Wechseljahr 2008 (16): Wie fühlt sich Amerika? Dagmar Herzog über die Verfasstheit einer Changing Nation

George W. Bush steht vor der Knesset zum Anlass des sechzigsten Jahrestags der Gründung Israels und macht eine indirekte – aber höchst deutliche – Anspielung auf Barack Obama. Bush versucht, Obama darzustellen als jemanden, der mit Terroristen verhandeln würde und daher den amerikanischen und britischen Politikern ähnelt, die dereinst versucht haben, Adolf Hitler zu beschwichtigen – und naiverweise glaubten, dass, wenn sie ihm die Tschechoslowakei überließen, er die Finger vom Rest des Kontinents lassen würde.

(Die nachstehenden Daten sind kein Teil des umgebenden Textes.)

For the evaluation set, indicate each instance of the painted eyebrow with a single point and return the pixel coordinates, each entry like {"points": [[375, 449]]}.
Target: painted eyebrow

Später leugnete Bush, dass sein Hinweis auf Obama gemünzt war. John McCain aber zögerte keinen Augenblick und forderte, Obama solle erklären, „warum er willens ist, sich hinzusetzen und zu reden“ mit dem iranischen Präsidenten Mahmud Ahmadinedschad – das derzeit in den USA am häufigsten bemühte Feindbild.

Zum Glück rückten die Demokraten – ausnahmsweise – zusammen. Senator Joseph Biden nannte Bushs Worte „lächerliche Heuchelei“ sowie (noch direkter) „Scheiße“. Hillary Clinton sprach dezenter, aber ebenfalls unmissverständlich: Bushs Bemerkungen seien „widerlich“ und „haarsträubend“.

Es geht aber um viel mehr als darum, Obama als schwach und gefährlich für die US-Außenpolitik darzustellen. Es geht um die jüdischen Wähler. Ist Obama „gut für die Juden?“ (eine Frage, die bei vielen politischen Anlässen unter amerikanischen Juden mal mit selbstkritischer Ironie, mal mit intensivstem Ernst gestellt wird).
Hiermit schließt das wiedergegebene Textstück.